Databricks + dbt: How the Modern Transformation Stack Works

dbt turns SQL SELECT statements into tested, versioned, documented transformation pipelines. Databricks provides the compute engine and Delta Lake storage. Together, they give analytics engineers a workflow where transformations are code-reviewed like software, tested on every run, and automatically documented.

This combination has become the default architecture for teams that want to apply software engineering practices to data without leaving SQL. You write a SELECT, dbt compiles it into DDL, and Databricks executes it at scale. The result is a Delta table registered in Unity Catalog, ready for downstream BI tools, ML models, or reverse ETL.

TL;DR

dbt handles transformation logic (SQL models, tests, documentation) while Databricks provides the compute engine and Delta Lake storage. Analytics engineers write SELECT statements, dbt compiles them into DDL, and Databricks executes them at scale. The stack supports incremental processing, automated testing, CI/CD pipelines, and auto-generated documentation. Use dbt Cloud for managed execution or dbt Core (open source) with Databricks SQL warehouses.

Why Databricks + dbt Became the Default Stack

Before dbt, most data teams transformed data using custom Python scripts orchestrated by Airflow. The scripts were hard to test, rarely documented, and difficult for new team members to read. When something broke at 3 AM, debugging meant tracing through hundreds of lines of PySpark or pandas code.

dbt changed the workflow by making SQL the unit of transformation. Each model is a SELECT statement in its own file. Dependencies between models are declared with ref() calls, and dbt resolves them into a directed acyclic graph (DAG) automatically. Tests are defined in YAML alongside the models. Documentation is generated from the same YAML and the SQL comments.

Databricks changed the compute layer by providing SQL warehouses — serverless, auto-scaling endpoints optimized for SQL workloads. Instead of spinning up Spark clusters and managing JVM configs, analytics engineers point dbt at a SQL warehouse and let Databricks handle the rest. The results land as Delta Lake tables with ACID transactions, time travel, and schema enforcement built in.

The combination removed the need for separate orchestration and transformation tools. A data team that previously maintained 40 Airflow DAGs with custom Python operators can replace them with 200 dbt models running on a single SQL warehouse — with better testing, better documentation, and lower operational overhead.

Architecture: How the Pieces Fit Together

The dbt + Databricks stack has four stages. Raw data arrives from source systems through ingestion tools like Fivetran or Airbyte and lands as staging tables in Delta Lake. dbt reads those staging tables, applies transformations organized into staging, intermediate, and mart layers, and writes the results back as new Delta tables or views. A SQL warehouse executes every statement. Unity Catalog governs access and metadata throughout.

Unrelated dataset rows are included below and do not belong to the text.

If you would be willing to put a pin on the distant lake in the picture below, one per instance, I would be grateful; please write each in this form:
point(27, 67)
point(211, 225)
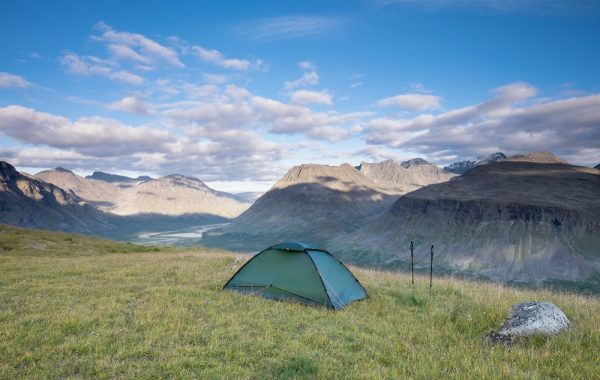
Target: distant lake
point(183, 237)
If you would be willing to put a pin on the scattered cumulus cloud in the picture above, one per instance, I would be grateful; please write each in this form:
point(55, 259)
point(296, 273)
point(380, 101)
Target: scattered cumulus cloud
point(310, 78)
point(412, 102)
point(306, 65)
point(217, 58)
point(90, 135)
point(130, 104)
point(214, 78)
point(502, 6)
point(135, 47)
point(94, 66)
point(510, 121)
point(290, 27)
point(8, 80)
point(305, 97)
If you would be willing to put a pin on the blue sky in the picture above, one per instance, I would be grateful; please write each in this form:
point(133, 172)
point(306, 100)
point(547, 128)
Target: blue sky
point(237, 92)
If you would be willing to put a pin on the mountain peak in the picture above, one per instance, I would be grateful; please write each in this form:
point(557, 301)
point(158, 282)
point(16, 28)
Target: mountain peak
point(7, 171)
point(540, 157)
point(108, 177)
point(414, 162)
point(63, 170)
point(463, 166)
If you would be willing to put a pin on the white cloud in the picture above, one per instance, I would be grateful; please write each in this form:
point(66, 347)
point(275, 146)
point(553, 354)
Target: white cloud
point(292, 119)
point(136, 47)
point(305, 97)
point(412, 102)
point(505, 122)
point(90, 65)
point(214, 78)
point(95, 142)
point(502, 6)
point(306, 65)
point(290, 27)
point(310, 78)
point(12, 81)
point(89, 135)
point(217, 58)
point(131, 104)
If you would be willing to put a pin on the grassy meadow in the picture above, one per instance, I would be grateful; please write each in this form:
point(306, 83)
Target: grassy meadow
point(79, 307)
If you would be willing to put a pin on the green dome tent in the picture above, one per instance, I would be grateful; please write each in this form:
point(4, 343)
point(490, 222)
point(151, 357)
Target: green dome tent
point(298, 272)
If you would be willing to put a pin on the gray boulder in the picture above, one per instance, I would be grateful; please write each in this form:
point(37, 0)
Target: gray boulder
point(530, 318)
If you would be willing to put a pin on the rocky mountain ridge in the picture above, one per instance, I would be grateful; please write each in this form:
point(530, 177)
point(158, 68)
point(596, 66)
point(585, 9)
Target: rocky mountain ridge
point(463, 166)
point(172, 195)
point(404, 177)
point(509, 221)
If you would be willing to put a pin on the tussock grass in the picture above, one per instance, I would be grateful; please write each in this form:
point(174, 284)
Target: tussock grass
point(85, 312)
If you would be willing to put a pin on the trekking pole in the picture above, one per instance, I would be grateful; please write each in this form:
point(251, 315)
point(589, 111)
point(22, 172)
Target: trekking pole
point(412, 262)
point(431, 268)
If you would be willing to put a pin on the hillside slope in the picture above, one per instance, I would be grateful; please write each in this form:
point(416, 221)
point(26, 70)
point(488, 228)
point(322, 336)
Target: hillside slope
point(311, 203)
point(174, 195)
point(28, 202)
point(72, 309)
point(464, 166)
point(510, 221)
point(98, 193)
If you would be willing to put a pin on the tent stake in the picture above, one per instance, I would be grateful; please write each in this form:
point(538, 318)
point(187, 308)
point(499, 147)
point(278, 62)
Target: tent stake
point(412, 263)
point(431, 268)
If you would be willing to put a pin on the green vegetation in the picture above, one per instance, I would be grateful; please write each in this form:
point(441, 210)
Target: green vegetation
point(74, 309)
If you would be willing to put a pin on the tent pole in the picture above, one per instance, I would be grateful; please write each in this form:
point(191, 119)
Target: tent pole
point(412, 262)
point(431, 268)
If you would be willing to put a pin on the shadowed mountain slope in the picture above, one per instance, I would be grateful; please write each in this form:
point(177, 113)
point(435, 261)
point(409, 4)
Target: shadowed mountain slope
point(310, 203)
point(463, 166)
point(509, 221)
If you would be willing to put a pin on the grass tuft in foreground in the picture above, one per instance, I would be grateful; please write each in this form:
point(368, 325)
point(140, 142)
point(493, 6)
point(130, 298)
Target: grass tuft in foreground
point(74, 309)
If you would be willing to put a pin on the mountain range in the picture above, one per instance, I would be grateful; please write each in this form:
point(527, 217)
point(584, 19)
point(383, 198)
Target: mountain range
point(512, 221)
point(526, 218)
point(59, 199)
point(463, 166)
point(173, 195)
point(406, 176)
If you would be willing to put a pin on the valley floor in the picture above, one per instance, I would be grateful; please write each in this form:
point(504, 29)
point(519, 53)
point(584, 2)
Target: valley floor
point(77, 307)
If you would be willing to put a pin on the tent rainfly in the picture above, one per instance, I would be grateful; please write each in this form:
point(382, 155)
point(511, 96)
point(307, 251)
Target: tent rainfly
point(298, 272)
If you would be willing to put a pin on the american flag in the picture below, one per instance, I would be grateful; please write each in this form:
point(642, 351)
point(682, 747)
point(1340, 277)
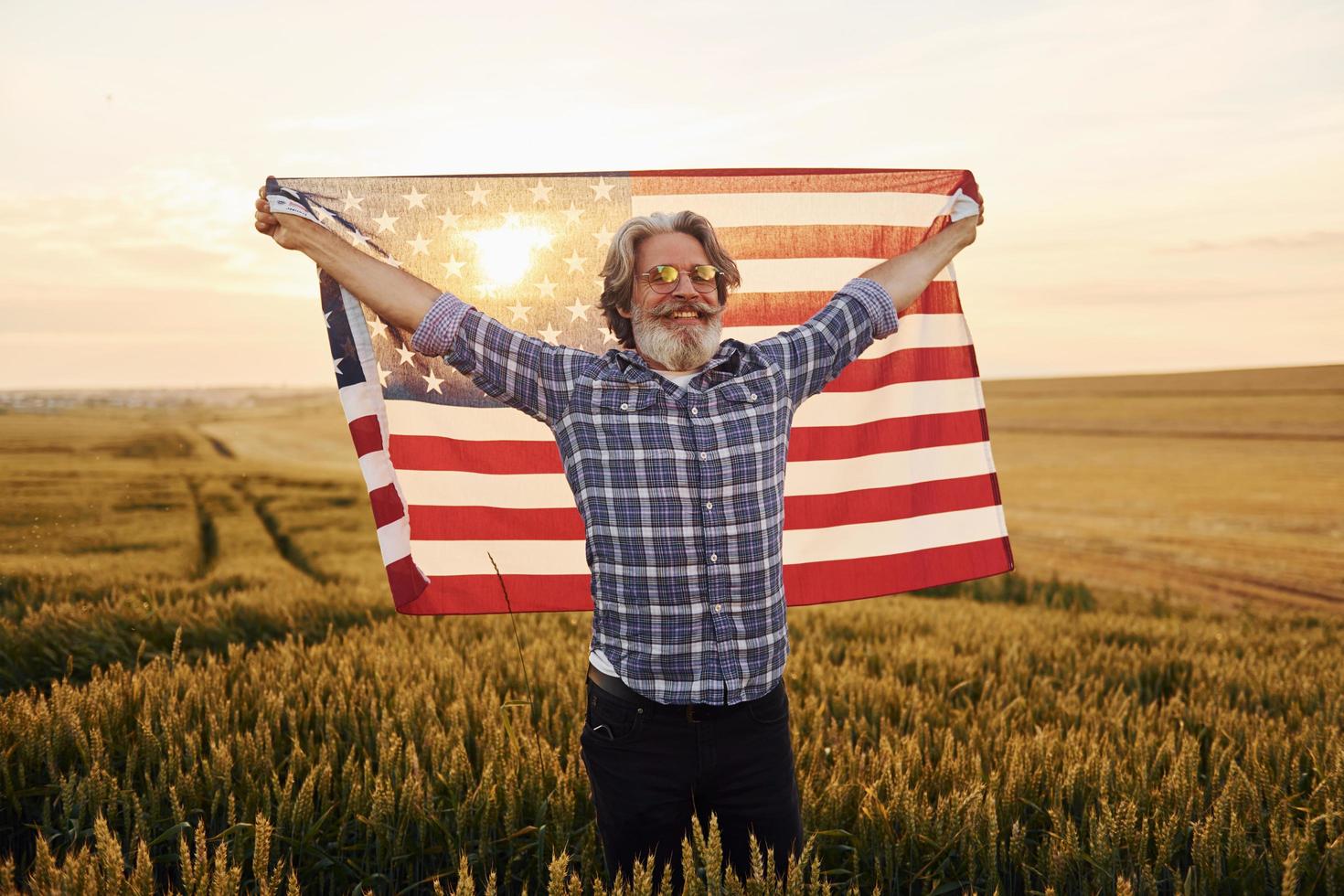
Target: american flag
point(890, 481)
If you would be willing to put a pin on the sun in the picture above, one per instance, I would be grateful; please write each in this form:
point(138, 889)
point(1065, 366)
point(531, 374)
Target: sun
point(506, 252)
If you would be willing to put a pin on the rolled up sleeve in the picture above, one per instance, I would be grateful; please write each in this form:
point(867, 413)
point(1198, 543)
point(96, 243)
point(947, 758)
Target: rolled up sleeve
point(438, 328)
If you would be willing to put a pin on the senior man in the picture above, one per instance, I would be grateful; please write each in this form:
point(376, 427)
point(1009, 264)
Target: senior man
point(675, 448)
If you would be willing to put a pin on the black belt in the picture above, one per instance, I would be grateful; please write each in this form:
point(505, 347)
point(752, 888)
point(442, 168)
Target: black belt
point(694, 710)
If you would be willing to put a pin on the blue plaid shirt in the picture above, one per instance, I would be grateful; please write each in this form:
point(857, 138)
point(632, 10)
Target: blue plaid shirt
point(680, 488)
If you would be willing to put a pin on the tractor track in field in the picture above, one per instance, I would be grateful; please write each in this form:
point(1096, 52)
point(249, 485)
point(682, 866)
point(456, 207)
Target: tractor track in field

DBT + DATABRICKS TRANSFORMATION PIPELINEDatabasesAPIsFiles / S3RAW SOURCESIngestionFivetran / AirbyteDelta LakeStaging tablesUnity Catalogdbt Transformstg_ (staging)int_ (intermediate)fct_ / dim_ (marts)BI ToolsML ModelsReverse ETLSERVINGGovernance LayerDawiso catalog + business glossary + cross-platform lineage
Click to enlarge

The model layering pattern keeps transformations organized. Staging models (stg_) rename columns, cast types, and clean raw data — one model per source table. Intermediate models (int_) join staging models and apply business logic. Mart models (fct_, dim_) produce the final, analysis-ready tables organized by business domain.

dbt manages the dependency order automatically. When you run dbt build, it compiles every model's SELECT into DDL, resolves the DAG, and executes statements in the correct sequence. If a staging model changes, dbt knows which intermediate and mart models depend on it and rebuilds them too.

Materializations on Databricks

dbt offers four materialization strategies, and the right choice depends on table size, query patterns, and freshness requirements.

View is the lightest option. dbt creates a SQL view — no data is stored, no rebuild is needed, and the result is always fresh. Views work well for staging models and simple transformations. The trade-off is that every query re-executes the underlying SQL.

Table materializes the full result as a Delta table on each run. Query performance is fast because the data is pre-computed, but rebuild time scales with data volume. Tables suit mart-layer models under roughly 10 million rows.

Incremental processes only new or changed rows. dbt adds a WHERE clause filtering on a timestamp or ID column and merges the results into the existing table. This is essential for large fact tables — a 500-million-row events table that takes 45 minutes as a full table rebuild might take 2 minutes incrementally.

Snapshot captures Type 2 slowly changing dimensions. dbt compares the current state of a source table against its previous snapshot and creates historical records with valid_from and valid_to timestamps. Use snapshots when you need to track how dimension attributes change over time — for example, a customer's pricing tier or an employee's department.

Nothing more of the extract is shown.